The company’s epoxy adhesive Isobond SR7200HTG also features extensively in the construction of the P-12: used to bond the carbon fibre hull’s internal structure, and in final assembly of the vessel’s composite components. “SR7200HTG is suitable for both thick and thin bond lines [and] is particularly resistant to micro-cracking in long-term fatigue,” Sicomin says.
Despite its sleek, leisurely looks, the P-12 will face some gruelling routes. In this light, its epoxy adhesive’s resistance to micro-cracking becomes a crucial aspect. “Commercial traffic, such as short-transit ferry work within the city, will see the boats in much more constant use than, say, a recreational vessel,” Sicomin remarks. “This is primarily where the advantages become clear.

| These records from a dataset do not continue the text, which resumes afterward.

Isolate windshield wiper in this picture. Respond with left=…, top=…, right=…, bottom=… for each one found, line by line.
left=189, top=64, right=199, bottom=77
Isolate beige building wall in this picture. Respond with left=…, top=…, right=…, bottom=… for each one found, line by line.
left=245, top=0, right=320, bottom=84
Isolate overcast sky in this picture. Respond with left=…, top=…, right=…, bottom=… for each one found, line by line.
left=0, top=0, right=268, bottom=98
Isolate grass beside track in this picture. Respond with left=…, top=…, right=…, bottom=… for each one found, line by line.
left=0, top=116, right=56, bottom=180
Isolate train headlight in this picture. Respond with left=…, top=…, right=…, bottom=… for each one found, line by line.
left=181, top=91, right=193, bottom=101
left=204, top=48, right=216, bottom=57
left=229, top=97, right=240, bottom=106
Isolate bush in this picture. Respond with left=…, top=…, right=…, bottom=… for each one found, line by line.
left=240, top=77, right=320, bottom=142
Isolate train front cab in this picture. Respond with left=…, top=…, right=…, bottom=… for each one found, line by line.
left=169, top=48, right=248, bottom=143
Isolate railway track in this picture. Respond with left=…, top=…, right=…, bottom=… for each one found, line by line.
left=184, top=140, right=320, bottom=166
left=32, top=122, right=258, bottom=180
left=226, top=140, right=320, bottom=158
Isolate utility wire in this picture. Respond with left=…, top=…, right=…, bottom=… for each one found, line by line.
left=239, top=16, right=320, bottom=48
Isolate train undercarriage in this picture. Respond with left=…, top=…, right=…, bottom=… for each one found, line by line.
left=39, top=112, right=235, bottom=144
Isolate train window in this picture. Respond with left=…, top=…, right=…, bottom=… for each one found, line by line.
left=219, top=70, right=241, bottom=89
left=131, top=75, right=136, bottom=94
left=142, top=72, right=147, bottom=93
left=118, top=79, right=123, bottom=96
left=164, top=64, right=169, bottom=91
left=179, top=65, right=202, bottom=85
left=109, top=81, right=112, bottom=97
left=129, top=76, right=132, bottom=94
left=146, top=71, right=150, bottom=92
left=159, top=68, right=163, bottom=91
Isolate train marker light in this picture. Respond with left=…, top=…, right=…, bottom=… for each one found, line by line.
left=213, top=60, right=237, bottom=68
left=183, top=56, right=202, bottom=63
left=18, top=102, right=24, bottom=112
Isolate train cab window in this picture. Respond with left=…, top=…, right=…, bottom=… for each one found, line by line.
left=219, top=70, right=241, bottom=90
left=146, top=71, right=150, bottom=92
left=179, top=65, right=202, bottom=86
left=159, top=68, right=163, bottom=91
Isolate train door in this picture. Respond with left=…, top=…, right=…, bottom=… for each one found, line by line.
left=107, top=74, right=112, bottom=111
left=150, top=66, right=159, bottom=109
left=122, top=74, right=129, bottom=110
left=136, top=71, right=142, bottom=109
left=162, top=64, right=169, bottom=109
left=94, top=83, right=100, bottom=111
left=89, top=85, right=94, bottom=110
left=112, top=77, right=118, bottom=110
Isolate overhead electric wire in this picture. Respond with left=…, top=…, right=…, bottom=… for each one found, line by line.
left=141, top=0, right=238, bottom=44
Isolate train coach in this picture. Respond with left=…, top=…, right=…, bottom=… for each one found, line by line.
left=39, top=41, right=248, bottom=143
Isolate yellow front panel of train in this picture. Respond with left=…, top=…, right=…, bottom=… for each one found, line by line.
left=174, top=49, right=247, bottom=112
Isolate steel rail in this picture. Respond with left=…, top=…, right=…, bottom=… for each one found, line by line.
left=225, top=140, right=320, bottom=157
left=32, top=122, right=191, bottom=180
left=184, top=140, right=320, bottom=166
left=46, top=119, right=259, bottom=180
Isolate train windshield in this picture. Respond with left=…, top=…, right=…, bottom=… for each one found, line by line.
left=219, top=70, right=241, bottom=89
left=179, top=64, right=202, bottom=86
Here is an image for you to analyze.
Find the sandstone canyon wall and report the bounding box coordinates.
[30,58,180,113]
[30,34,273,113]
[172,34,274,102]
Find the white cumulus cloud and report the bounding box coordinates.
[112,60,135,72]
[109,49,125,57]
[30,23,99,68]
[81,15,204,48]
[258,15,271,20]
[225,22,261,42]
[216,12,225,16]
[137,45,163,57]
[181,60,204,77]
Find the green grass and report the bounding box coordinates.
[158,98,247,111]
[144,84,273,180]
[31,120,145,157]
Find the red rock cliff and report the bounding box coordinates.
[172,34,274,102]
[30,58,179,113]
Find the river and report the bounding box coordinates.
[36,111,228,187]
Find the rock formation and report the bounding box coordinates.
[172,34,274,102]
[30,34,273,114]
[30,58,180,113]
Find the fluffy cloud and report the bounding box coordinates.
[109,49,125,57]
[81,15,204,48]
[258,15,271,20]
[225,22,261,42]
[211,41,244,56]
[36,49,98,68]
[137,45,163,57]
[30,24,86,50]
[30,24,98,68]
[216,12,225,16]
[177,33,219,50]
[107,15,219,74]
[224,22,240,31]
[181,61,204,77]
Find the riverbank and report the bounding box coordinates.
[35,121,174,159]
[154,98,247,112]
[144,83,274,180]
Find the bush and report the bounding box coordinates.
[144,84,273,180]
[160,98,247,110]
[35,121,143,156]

Sicomin resins have a high thermal stability [Tg] and can therefore operate with batteries, charging systems and components running at temperature with no knock-down on their mechanical performance.
“This is also the case for fatigue performance – over an extended lifetime, the composite materials will be much more resistant to micro-cracking and degradation inside the composite laminate – what we could call an interlaminar shear failure. The same is also true for our Isobond SR7200HTG adhesive: it is optimised to maintain performance at higher operating temperatures which are, we understand, important with high-speed charging, small-scale packaging of electronic parts and the aim of keeping the vessel in use with minimal cooling periods.”